Voting Rights After a Felony Conviction

As an American, you have certain rights guaranteed by the Constitution. But, when you are convicted of a crime, the government believes it has justification to remove some of those rights. Depending on where you live and your conviction, you may never regain them, even after serving your sentence.

A new report from the Sentencing Project says that 2.5% of the U.S. voting population (1 in 40 adults) cannot vote due to a current or previous felony conviction. This is remarkable. These people do not have a say in how they are represented by lawmakers, leaving them to not be represented at all.

When you are convicted, your right to vote will be taken away in most states (even if only temporarily). Only Maine and Vermont allow convicts to vote from prison, never restricting those particular rights. But, in 13 states you could lose your right to vote permanently. Those states include:

  1. Alabama
  2. Arizona
  3. Delaware
  4. Florida
  5. Iowa
  6. Kentucky
  7. Mississippi
  8. Nebraska
  9. Nevada
  10. Rhode Island
  11. Tennessee
  12. Virginia
  13. Wyoming

For some people this doesn’t seem to be a big concern. After all, many Americans don’t exercise their right to vote even when it isn’t restricted. However, others see this as just an extension of Jim Crow laws, specifically targeted at restricting the number of minorities who can go to the ballots.

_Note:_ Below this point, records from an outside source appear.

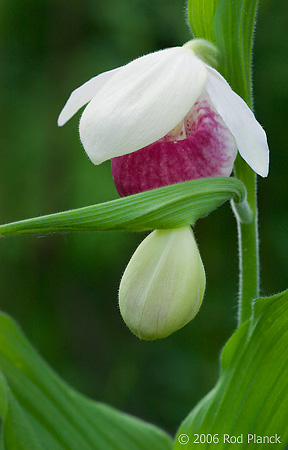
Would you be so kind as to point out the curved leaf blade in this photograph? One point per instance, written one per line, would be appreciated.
(40, 412)
(251, 395)
(172, 206)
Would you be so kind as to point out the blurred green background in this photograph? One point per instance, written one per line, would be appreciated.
(62, 289)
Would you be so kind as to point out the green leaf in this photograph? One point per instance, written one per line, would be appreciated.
(172, 206)
(233, 30)
(40, 412)
(251, 395)
(201, 16)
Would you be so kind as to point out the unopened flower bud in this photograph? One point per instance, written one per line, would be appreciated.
(163, 285)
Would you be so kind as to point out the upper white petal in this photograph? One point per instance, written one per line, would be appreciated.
(145, 100)
(249, 135)
(82, 95)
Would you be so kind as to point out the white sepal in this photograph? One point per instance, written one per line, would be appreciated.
(82, 95)
(145, 100)
(163, 285)
(249, 135)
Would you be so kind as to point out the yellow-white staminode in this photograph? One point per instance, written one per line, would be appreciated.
(163, 285)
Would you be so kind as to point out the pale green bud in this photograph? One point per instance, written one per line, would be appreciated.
(205, 50)
(163, 285)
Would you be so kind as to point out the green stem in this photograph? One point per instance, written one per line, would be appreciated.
(248, 245)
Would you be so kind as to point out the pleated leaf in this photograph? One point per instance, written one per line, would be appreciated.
(201, 17)
(251, 395)
(172, 206)
(40, 412)
(234, 23)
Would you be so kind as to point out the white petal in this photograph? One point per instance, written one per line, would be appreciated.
(145, 100)
(83, 95)
(249, 135)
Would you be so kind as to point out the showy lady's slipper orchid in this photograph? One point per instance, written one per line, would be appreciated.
(163, 285)
(173, 118)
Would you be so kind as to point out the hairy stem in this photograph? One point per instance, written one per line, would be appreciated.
(248, 245)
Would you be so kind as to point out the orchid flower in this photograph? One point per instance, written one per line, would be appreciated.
(163, 118)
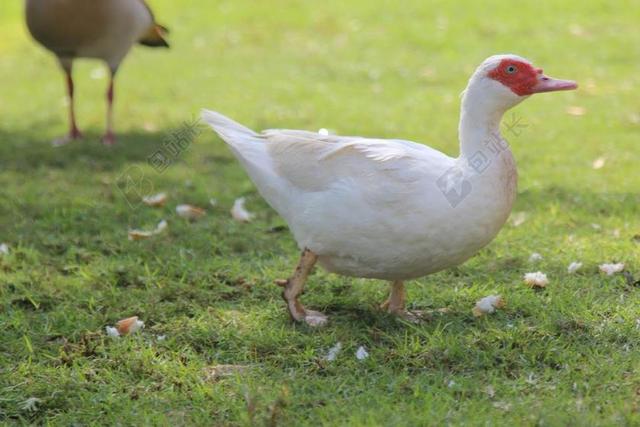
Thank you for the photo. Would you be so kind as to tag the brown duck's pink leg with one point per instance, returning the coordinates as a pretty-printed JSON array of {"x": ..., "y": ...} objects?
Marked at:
[
  {"x": 74, "y": 132},
  {"x": 294, "y": 286},
  {"x": 109, "y": 137}
]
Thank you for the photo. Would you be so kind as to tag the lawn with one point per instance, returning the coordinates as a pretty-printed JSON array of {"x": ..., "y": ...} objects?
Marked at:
[{"x": 565, "y": 355}]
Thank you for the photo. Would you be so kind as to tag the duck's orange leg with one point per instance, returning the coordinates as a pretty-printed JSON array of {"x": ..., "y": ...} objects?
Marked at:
[{"x": 293, "y": 288}]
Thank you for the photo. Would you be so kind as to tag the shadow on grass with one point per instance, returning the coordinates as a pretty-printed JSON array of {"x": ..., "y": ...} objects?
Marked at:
[{"x": 27, "y": 150}]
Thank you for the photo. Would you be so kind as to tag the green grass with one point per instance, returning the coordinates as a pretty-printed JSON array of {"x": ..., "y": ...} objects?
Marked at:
[{"x": 568, "y": 355}]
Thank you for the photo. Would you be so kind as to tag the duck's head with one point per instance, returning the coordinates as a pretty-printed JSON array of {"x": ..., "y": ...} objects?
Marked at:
[{"x": 503, "y": 81}]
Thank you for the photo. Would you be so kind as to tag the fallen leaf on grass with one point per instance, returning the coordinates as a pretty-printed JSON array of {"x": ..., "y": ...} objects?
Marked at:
[
  {"x": 536, "y": 280},
  {"x": 155, "y": 200},
  {"x": 575, "y": 110},
  {"x": 631, "y": 281},
  {"x": 505, "y": 406},
  {"x": 214, "y": 373},
  {"x": 143, "y": 234},
  {"x": 190, "y": 212},
  {"x": 611, "y": 269},
  {"x": 573, "y": 267},
  {"x": 31, "y": 404},
  {"x": 239, "y": 213},
  {"x": 488, "y": 305},
  {"x": 599, "y": 163}
]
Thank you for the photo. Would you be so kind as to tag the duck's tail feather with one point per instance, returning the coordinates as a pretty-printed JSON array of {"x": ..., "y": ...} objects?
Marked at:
[
  {"x": 228, "y": 129},
  {"x": 251, "y": 150}
]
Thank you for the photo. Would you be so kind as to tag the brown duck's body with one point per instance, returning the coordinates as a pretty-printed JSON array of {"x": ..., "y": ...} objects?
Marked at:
[{"x": 101, "y": 29}]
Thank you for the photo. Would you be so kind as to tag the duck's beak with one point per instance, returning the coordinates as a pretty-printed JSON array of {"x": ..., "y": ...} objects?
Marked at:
[{"x": 548, "y": 84}]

There’s no mistaking, that felon disenfranchisement affects black men more than anyone else. African Americans are disenfranchised (have their voting rights taken away) at a rate four times greater than non-blacks.

“Nearly 7.7 percent of the adult African American population is disenfranchised compared to 1.8 percent of the non-African American population.” (Sentencing Project)

The number of disenfranchised adults in general has skyrocketed in recent decades with the rush to imprison drug offenders. In 1976, there were 1.17 million people disenfranchised. By 2010, that number had climbed to over 5.85 million.

This country is built on the premise of equal representation. And when we take away or even restrict voting right temporarily, there is an absence of this in elected officials.

While a felony drug conviction, for example, may show bad judgment or even a simple life mistake, it certainly doesn’t mean that the person is morally flawed. We all make mistakes, to one degree or another, it’s just those people in prison made mistakes that broke the law, and unlike millions of other lawbreakers, they got caught.

The over-simplified solution that many people hear is to simply avoid a conviction in the first place. While that’s a good place to start, it isn’t the complete answer.

Until lawmakers make significant changes to the rights of felons, we are left navigating a legal system that would like nothing more than to wipe felon rights completely off the board.